History used to divide people along royal blood, race or other traits. Modern times have rather seen growing poverty among the low-skilled. Predicting the advent of the machines, the Economist predicts that the future will divide people in two camps, those who invent or use technology well and those who will be replaced by it. Nations which fall behind in the race for knowledge will find themselves stuck as low-wage earners or worse.
Previous technological innovation have delivered more longrun employment, but this time it may be different. It is thence of highest strategic priority to take the future headon before we are rendered redundant by it. This paper is not a roadmap how to catch up with advanced countries, but it is a list of a shock therapy needed to get the patient to walk again.
To avoid the fate of low-skilled nations, tough decisions await education policy-makers and university administrators. Universities often teach yesterday’s skills by inertia and their teachers are still compensated generously from the taxpayers’ purse. We live in dynamic times where great syllabi may not be relevant by the time the first graduates that come out of the assembly line. As difficult as it seems, universities should strive to imbue graduates with the skills which will serve them for 40 years of their careers.
The global advent of technology means that reforms in higher education should be at the top of the priority pile for the country’s top leaders. There are great examples of several Asian countries which used education as the single most important policy to move them from third-world laggards to world-wide leaders in fourty years. Kosovo aims to join the European Union, the largest single market with
the highest competition for high-skilled jobs. The EU is in many ways the most exclusive club, but it may turn out the worst if Kosovo cannot compete with high-skills. The abundance of robotics and information technology will bring cheaper goods and faster and better services but it may also generate higher unemployment in its least educated quarters.
Despite the massive challenge, Kosovo has a chance with the University of Prishtina today. Just when much of the country is descending into chaos, the University of Prishtina has taken a turn for the better. Its difficulties are daunting, but at least it has a leadership that is not willing to compromise.

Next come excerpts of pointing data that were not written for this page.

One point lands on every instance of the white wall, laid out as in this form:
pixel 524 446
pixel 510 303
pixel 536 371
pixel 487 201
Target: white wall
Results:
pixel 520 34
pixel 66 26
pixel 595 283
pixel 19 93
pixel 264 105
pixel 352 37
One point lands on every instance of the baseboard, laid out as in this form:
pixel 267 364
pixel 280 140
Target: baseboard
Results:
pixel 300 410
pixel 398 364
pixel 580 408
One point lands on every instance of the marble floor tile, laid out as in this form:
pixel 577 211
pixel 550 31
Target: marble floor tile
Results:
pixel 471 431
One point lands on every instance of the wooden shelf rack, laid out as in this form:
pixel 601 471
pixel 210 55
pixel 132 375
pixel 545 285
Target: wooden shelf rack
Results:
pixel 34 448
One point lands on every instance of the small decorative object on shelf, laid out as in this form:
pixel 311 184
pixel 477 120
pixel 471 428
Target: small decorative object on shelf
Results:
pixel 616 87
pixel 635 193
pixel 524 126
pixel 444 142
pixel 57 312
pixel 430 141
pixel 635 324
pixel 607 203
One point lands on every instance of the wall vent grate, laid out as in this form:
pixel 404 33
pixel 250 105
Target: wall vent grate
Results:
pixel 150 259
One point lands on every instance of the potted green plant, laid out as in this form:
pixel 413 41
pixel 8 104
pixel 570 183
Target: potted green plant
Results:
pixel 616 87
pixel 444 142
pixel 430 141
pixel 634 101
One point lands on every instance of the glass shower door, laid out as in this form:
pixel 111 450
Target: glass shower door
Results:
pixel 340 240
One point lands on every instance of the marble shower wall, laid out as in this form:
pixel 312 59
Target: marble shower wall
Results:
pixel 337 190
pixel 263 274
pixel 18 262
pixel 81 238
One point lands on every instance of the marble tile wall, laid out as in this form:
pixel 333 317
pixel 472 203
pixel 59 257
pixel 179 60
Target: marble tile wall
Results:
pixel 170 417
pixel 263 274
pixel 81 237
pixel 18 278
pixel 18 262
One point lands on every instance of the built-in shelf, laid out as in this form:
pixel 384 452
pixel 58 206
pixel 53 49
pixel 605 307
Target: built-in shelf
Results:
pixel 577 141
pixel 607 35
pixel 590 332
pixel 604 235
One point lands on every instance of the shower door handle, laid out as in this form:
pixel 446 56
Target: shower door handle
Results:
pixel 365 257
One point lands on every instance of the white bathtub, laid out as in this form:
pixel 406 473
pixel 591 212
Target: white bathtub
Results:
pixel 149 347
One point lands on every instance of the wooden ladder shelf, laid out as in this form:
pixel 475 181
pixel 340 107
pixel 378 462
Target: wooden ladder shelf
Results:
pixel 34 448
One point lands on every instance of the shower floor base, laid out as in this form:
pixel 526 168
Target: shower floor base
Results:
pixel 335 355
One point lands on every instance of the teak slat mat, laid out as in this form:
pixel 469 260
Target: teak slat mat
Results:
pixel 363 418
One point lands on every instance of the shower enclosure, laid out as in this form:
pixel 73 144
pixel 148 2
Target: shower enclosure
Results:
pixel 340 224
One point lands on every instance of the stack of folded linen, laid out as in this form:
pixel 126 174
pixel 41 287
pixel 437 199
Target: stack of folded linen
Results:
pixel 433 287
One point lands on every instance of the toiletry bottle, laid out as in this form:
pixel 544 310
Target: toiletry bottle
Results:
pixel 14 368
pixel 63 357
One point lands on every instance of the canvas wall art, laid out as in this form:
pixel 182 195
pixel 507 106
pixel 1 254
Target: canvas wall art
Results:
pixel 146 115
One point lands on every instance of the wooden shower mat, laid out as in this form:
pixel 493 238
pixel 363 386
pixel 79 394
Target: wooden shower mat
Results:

UP’s difficulties and the challenging path to getting out of the mess has started to resemble that of Kosovo. UP is an illustration that (a) hard work and steely principles pay off, (b) public boards composed of non-party professionals can make a change for better, and (c) it is possible to lead politicians of all colours to side with reforms. The UP has given hope to taxpayers that it can scotch the professors’
abusive privileges, inflationary promotions. Despite the challenges posed by an anti-quality coalition mounted by the academics, the new rector is trying to enforce high quality academic performance and merit based academic promotion. The UP may turn out to be a powerful moral institution and the very catalyst for renewed trust on ethical professionals.
Kosovo has a long path to traverse, but even the longest path has to start somewhere. Semi-skilled clerks already get paid twice higher in Kosovo than in some EU member states, an indication of skill scarcity. Such skill scarcity is a direct result of various educational policies, including protection of jobs of professors whose skills will hardly be needed in the future. Quality was seen as luxury by several successive
government, but the last minister has identified quality as a priority. Hence the timeliness of a report such as this one which identifies the nine most common diseases which plague the UP and the prescriptions how to treat them.
To make sure the future comes faster, students should be turned into clients on the one hand and citizens of their university as an institution. If they are informed about the teacher-student ratio, the number of students in the classroom, and quality education that makes a difference, they may make more judicious choices as per their future career and ethical orientation. Ultimately, their choice will
depend on their perception of the labour market. If they see a value in the shortest route to the diploma, there is little that can be done. But new jobs in Kosovo will be created only in the private sector, which cares for skills. A public institution like the UP has to provide with an ethical orientation which is long overdue and badly needed in Kosovo.